# God with multiple personalities



## D. Gray Warrior (Jul 16, 2014)

I just came up with an idea for a religion yesterday. It is a monotheistic faith centering around the worship of a Supreme Being. This Supreme Being has multiple personalities and works similar to humans with multiple personalities. While technically a monotheistic religion, the multiple personalities make it seem polytheistic. 

The world has various faiths or cults that worship a certain personality of that god.

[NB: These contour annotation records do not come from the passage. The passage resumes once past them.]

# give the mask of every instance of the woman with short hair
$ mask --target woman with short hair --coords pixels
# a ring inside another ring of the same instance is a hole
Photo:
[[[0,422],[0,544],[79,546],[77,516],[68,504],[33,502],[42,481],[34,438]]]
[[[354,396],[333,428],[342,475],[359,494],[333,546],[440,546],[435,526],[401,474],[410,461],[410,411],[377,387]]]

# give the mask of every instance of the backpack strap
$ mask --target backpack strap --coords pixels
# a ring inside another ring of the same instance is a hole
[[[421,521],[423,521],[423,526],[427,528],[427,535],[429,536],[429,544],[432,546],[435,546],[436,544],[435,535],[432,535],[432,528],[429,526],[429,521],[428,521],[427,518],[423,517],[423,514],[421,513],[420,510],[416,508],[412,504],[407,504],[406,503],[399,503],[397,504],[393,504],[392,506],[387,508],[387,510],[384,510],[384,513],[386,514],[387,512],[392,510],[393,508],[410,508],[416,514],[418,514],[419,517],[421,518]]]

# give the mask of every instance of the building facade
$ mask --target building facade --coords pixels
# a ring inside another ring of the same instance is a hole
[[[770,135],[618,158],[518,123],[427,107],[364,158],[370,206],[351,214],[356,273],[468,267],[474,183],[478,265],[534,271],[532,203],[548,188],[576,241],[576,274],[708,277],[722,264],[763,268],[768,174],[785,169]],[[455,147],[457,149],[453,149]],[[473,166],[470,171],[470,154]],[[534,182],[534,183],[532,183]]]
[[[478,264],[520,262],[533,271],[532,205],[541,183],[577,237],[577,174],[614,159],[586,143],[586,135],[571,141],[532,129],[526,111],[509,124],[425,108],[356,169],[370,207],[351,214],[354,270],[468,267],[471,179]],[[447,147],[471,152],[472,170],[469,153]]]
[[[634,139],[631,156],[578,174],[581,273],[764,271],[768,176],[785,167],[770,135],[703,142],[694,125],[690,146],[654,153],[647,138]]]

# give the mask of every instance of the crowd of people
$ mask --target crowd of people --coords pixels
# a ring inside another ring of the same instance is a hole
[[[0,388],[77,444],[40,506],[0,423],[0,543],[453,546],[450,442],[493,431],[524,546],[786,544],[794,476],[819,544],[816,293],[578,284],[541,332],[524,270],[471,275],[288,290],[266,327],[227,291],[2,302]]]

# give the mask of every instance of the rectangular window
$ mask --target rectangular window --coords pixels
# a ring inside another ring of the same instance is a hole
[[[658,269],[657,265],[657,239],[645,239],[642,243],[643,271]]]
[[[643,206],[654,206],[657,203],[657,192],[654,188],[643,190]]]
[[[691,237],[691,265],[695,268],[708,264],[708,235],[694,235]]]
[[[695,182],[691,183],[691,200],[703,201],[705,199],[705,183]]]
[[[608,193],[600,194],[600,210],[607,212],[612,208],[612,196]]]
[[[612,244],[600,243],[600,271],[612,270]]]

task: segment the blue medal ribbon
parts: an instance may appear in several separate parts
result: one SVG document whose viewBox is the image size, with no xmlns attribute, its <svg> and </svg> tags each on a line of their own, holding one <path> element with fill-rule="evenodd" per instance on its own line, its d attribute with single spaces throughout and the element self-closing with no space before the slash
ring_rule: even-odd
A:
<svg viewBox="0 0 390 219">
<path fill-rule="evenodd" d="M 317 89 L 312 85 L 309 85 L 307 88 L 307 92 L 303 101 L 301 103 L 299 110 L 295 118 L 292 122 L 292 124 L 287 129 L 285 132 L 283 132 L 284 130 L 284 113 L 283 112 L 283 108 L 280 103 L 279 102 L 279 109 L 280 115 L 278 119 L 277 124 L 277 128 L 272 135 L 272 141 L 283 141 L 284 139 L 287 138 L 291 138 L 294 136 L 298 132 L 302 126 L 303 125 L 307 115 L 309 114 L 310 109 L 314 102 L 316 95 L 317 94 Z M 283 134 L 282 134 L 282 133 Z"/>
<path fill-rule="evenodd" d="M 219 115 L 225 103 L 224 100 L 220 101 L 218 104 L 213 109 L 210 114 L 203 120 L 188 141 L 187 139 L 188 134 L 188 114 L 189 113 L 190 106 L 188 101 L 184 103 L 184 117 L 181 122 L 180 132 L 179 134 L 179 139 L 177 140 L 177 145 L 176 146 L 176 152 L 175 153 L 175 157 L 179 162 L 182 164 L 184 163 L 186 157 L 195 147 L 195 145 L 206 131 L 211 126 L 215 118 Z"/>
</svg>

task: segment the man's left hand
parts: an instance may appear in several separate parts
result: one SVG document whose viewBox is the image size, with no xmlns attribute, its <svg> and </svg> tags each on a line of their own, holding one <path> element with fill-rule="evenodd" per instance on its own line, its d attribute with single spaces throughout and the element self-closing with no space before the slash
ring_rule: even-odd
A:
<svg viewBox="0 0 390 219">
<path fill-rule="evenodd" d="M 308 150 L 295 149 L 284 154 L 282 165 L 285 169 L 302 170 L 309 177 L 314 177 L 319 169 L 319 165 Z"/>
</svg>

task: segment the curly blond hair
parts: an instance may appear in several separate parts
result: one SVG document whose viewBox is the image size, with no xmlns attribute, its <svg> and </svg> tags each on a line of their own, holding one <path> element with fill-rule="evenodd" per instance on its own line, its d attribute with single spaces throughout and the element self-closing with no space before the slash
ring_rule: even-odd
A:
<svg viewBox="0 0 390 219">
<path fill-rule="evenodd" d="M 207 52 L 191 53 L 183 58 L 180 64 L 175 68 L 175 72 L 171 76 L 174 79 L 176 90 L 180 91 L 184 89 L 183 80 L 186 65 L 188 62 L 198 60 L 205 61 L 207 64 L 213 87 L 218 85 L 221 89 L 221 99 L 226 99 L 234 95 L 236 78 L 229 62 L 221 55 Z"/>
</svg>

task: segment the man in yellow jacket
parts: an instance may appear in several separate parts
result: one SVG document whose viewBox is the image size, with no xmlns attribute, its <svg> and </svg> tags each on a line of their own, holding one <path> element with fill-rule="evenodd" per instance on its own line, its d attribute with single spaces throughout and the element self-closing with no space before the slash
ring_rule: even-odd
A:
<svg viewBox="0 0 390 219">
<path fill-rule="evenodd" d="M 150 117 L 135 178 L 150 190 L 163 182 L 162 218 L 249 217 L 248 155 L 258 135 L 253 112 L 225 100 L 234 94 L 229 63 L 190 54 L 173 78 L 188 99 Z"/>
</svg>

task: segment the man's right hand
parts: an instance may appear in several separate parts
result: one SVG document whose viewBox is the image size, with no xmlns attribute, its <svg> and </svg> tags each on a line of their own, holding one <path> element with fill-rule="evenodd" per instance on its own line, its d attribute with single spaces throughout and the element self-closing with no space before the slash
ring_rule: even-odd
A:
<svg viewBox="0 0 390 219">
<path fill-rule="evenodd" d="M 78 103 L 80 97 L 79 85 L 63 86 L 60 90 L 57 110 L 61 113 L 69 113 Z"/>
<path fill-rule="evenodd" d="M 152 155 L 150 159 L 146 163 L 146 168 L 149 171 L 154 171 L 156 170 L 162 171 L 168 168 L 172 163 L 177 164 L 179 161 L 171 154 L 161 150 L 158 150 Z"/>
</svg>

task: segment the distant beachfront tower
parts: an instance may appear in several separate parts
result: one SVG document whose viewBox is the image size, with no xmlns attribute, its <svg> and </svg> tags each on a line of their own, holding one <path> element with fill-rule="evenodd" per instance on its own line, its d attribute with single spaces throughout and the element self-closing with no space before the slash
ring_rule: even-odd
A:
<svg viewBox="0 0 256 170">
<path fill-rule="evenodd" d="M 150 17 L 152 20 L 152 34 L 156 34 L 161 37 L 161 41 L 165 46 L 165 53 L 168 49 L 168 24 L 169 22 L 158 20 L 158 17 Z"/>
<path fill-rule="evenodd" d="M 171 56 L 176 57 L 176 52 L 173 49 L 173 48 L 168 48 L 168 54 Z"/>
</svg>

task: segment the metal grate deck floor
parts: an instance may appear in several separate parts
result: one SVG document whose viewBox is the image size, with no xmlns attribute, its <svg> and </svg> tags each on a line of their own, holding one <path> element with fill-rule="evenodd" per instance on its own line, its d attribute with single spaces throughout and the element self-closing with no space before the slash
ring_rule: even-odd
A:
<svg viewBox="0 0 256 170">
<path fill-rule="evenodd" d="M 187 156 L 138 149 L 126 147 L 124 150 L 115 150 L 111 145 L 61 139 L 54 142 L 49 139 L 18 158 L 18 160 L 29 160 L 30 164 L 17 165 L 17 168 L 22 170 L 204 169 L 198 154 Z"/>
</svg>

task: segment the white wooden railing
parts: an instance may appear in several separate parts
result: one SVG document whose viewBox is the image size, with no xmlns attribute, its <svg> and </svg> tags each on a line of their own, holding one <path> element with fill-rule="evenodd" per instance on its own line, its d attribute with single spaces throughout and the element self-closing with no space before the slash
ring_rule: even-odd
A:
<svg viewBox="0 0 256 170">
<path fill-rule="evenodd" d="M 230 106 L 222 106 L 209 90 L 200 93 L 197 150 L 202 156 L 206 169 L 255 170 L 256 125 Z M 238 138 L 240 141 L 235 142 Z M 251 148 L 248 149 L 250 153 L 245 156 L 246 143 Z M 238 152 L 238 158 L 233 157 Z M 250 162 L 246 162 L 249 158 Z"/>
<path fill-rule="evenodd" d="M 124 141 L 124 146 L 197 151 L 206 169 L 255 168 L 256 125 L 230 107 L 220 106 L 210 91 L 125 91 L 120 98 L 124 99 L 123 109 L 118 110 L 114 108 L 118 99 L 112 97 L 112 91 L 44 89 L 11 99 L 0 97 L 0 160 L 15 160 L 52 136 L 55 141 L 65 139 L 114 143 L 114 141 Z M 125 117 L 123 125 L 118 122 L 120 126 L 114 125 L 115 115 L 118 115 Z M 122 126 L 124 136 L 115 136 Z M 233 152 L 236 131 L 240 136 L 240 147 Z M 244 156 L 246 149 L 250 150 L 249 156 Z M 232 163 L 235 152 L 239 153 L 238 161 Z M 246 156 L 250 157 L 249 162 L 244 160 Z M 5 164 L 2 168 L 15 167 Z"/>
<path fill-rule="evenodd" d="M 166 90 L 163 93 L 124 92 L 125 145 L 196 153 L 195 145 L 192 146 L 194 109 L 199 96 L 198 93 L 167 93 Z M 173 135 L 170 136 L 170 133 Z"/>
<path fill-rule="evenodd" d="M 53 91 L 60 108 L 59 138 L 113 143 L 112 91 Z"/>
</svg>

My question is what causes these changes in personality? Is he all of them at once? How would this affect the world?


----------



## IrelandBeaver (Jul 16, 2014)

If I'm not mistaken, I believe that the Faith of the Seven from A Song of Ice and Fire has is similar to this concept. GRRM has one god who has seven aspects. In the series, people who practice the faith pray to a particular aspect for with specific intentions, such as the Father for justice, the Warrior for strength in battle or the Mother for childbirth/child raising.

In Christian tradition, there is one God who is three persons. In Catholic teaching, this is referred to as the Mystery of the Most Holy Trinity. Here's what the Catechism says about it: Catechism of the Catholic Church - The Father.
The Catechism states that "The Trinity is a mystery of faith in the strict sense, one of the "'mysteries that are hidden in God, which can never be known unless they are revealed by God'." Essentially, God's nature cannot be understood unless He reveals it.

Perhaps your questions of what causes the personality changes and whether he can be all at once should remain mysteries to your characters. It can be a real struggle for people to grasp the concept of multiple persons in one god, just look at St. Patrick and the shamrock. It can also cause people to have doubts, to question their own or others beliefs, and to seek a deeper understanding of god. As a response to this, you could have people praying/worshiping particular personalities for specific intentions.


----------



## WooHooMan (Jul 16, 2014)

There are the avatar of Hinduism depending on what versions of the story you look at.  During a given time, Krishna is Vishnu while Vishnu is also Vishnu.  And they are also Rama, Buddha and so forth.  All at the same time.  That's probably a good example of multiple gods in one.  
Parvati and her other forms would be the place to look.  Her form "Kaali" is the third most widely worshiped being in Hinduism but her other forms are much lesser known and not as widely worshiped.

Numakulla is an Australian (maybe African) sky god who existed in two forms.  One was the day/Sun, one was the night/moon and they are usually treated as separate gods despite being one.  Mawu-Lisa is a similar deity.

If you want a more contemporary example, Talos/Akatosh/The Dragonborn/Alduin/Lorkhan are an example in the Elder Scrolls video game series.  But if you want to look into that, there's a lot of reading.  It gets pretty complex/crazy.

So, there's those guys.


----------



## Androxine Vortex (Jul 21, 2014)

I like this concept,  reminds me of Sheogorath from the Elder Scrolls. I think it would be a good twist to maybe have some people have feud or holy wars with each other. Perhaps they worship the same deity but do not realize it and group A calls him Bob and group B calls him Ted. 

As far as the why, maybe leave it a bit of a mystery. Just have the reader understand that there is one deity though different civilizations worship him under different names and understandings.


----------